2.4. Kinetic Studies

2.4.1. Adsorption Rate

The CO₂ adsorption kinetics of activated carbon (AC) samples are essential for evaluating dynamic performance and for understanding how textural and surface chemical properties influence uptake capacity. In this study, two kinetic models were employed to analyze the CO₂ adsorption kinetics of the AC samples: the pseudo-first order model and the Avrami fractional-order model. These models were selected for their established effectiveness in characterizing the adsorption kinetics of physical adsorbents [38].
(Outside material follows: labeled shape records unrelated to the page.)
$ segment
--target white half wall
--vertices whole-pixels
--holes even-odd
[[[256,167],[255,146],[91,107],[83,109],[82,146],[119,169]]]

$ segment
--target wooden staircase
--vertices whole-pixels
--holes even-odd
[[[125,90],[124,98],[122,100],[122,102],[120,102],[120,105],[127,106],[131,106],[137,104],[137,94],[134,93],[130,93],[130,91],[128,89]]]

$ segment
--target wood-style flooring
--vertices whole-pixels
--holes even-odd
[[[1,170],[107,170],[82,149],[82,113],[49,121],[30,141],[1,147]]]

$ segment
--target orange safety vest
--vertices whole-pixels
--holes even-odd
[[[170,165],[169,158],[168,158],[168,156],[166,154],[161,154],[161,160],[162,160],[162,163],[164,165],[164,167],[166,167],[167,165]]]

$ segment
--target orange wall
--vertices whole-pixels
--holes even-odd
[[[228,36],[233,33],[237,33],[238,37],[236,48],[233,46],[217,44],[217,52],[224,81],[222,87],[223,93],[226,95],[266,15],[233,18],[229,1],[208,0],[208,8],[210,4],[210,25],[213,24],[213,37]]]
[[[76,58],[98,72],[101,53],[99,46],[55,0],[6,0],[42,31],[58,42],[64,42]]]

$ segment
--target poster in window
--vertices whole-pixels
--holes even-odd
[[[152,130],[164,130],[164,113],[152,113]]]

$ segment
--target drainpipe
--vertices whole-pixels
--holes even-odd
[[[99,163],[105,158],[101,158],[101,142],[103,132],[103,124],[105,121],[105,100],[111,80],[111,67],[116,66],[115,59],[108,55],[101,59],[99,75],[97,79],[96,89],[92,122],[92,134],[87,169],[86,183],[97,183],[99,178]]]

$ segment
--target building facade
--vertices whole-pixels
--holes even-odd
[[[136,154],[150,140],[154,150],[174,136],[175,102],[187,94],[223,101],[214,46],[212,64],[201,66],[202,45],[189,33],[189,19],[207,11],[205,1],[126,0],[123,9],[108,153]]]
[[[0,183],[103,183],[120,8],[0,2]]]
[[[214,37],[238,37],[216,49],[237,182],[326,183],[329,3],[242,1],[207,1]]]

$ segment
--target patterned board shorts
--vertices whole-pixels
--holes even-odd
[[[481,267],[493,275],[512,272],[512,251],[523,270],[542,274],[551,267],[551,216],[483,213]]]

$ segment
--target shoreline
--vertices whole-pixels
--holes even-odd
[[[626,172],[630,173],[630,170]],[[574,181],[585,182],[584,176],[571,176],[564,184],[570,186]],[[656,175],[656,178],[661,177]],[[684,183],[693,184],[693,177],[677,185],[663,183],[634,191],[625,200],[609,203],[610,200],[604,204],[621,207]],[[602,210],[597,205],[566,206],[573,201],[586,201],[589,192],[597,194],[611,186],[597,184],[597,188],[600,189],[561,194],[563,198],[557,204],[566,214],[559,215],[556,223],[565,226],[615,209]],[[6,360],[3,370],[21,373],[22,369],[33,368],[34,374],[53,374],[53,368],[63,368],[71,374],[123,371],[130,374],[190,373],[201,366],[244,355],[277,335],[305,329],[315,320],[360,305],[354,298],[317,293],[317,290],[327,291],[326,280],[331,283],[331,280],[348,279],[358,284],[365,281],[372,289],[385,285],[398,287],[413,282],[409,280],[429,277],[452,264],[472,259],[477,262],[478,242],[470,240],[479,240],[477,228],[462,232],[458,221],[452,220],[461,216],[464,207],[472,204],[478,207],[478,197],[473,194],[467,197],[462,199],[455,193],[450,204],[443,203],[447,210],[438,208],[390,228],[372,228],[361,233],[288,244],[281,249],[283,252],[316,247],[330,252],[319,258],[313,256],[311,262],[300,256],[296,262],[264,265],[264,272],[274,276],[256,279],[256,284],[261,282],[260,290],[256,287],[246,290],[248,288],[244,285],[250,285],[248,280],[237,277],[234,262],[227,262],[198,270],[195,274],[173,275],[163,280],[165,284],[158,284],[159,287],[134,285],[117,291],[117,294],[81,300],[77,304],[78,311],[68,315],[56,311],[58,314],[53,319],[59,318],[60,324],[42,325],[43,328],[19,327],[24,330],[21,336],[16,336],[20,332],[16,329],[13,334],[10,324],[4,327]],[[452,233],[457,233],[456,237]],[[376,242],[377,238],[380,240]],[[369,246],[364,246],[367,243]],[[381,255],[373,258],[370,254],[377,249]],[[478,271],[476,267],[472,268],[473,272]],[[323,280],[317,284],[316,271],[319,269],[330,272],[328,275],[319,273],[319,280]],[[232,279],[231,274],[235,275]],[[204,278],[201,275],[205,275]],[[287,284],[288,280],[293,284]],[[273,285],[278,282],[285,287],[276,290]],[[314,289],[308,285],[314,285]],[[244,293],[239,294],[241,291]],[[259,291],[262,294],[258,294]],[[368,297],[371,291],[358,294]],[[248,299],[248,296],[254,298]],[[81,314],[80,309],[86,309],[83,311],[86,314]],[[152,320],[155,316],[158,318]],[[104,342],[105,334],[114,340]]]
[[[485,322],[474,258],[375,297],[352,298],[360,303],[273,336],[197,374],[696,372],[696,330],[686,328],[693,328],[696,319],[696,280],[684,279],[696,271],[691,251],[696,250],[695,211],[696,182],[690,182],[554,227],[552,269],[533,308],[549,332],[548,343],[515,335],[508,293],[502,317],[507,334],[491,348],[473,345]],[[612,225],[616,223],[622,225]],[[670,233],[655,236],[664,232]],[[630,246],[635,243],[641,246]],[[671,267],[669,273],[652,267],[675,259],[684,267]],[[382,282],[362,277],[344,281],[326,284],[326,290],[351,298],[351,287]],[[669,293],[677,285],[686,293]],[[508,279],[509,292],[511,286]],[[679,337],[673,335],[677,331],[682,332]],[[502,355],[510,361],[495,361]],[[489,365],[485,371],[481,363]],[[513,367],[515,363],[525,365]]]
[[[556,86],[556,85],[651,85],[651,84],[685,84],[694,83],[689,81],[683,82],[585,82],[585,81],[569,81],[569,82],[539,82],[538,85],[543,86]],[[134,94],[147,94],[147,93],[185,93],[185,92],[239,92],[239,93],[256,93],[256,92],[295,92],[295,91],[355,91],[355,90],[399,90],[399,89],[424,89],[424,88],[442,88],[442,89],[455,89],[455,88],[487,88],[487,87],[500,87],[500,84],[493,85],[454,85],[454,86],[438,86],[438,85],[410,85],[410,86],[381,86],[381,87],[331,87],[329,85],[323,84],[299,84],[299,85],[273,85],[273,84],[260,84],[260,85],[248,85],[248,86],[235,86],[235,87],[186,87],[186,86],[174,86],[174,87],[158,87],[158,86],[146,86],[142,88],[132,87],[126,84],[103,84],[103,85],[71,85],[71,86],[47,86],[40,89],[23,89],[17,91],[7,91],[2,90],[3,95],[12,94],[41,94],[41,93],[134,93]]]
• Pseudo-first order model

The pseudo-first-order model, also known as the linear driving force (LDF) model [39], is widely used in adsorption kinetics. It operates on the premise that the adsorption rate is directly proportional to the concentration of available adsorption sites [40,41], as expressed by the following Equation (1):

$${\displaystyle \frac{dq}{dt}}=k_1\left(q_e-q_t\right)$$

(1)

Here, q_e and q_t represent the adsorption capacities at equilibrium and at a given time t, respectively, while k₁ is the pseudo-first-order rate constant. Given the boundary conditions q_t = 0 at t = 0 and q_t = q_e at t =∞, Equation (1) integrates to obtain Equation (2):

$$q_t=q_e\left(1-e^{k_{1}t}\right)$$

(2)

The pseudo-first-order model is suited for predicting CO₂ physisorption on solid sorbents, as it describes a reversible adsorbent–adsorbate interaction [42].

• Avrami’s fractional model

Originally developed to model phase transitions and crystal growth rates in materials [43], the Avrami equation has recently been adapted as an effective method for predicting CO₂ adsorption kinetics on biomass-derived activated carbons [38], modified activated carbon [44] and carbon hydrochar [45]. Its general form is given by Equation (3):

$${\displaystyle \frac{dq}{dt}}=k_A^{n_A} t^{n_A-1}\left(q_e-q_t\right)$$

(3)

In this model, k_A (min⁻¹) is the rate constant and n_A is the Avrami exponent, a parameter related to the adsorption mechanism that helps identify interactions during the process [32]. An exponent n_A = 1, it indicates homogeneous adsorption [46], while values of 2, 3 and 4 signify one-, two- and three-dimensional growth, respectively [38,47]. The integrated form of Equation (3), given by Equation (4), is as follows:

$$q_t = q_e (1- e^{-{(k_{A}t)}^{n_A}}),$$

(4)

• Validation of the kinetic model

In this study, the standard deviation was used to assess the divergence between the measured data and model predictions. Furthermore, the sum of squared errors (SSE) and the coefficient of determination (R²) were calculated using Equations (5) and (6):

$$SSE (\%)= \sqrt{{\displaystyle \frac{{\displaystyle \sum {(q_{t,\exp } - q_{t,pred})}^2}}{N}}}\times 100$$

(5)

$$R^2= 1 -({\displaystyle \frac{{\displaystyle \sum _{i=1}^N{(q_{t,\exp } - q_{t,pred})}^2}}{{\displaystyle \sum _{i=1}^N{(q_{t,\exp } - \overline{q_{t,\exp }})}^2}}} ) ({\displaystyle \frac{N-1}{N-P}})$$

(6)

Here q_t,exp and q_t,pred are the experimentally measured and model-predicted adsorption capacities, respectively; N is the number of experimental data points, and p denotes the number of parameters in the model [48].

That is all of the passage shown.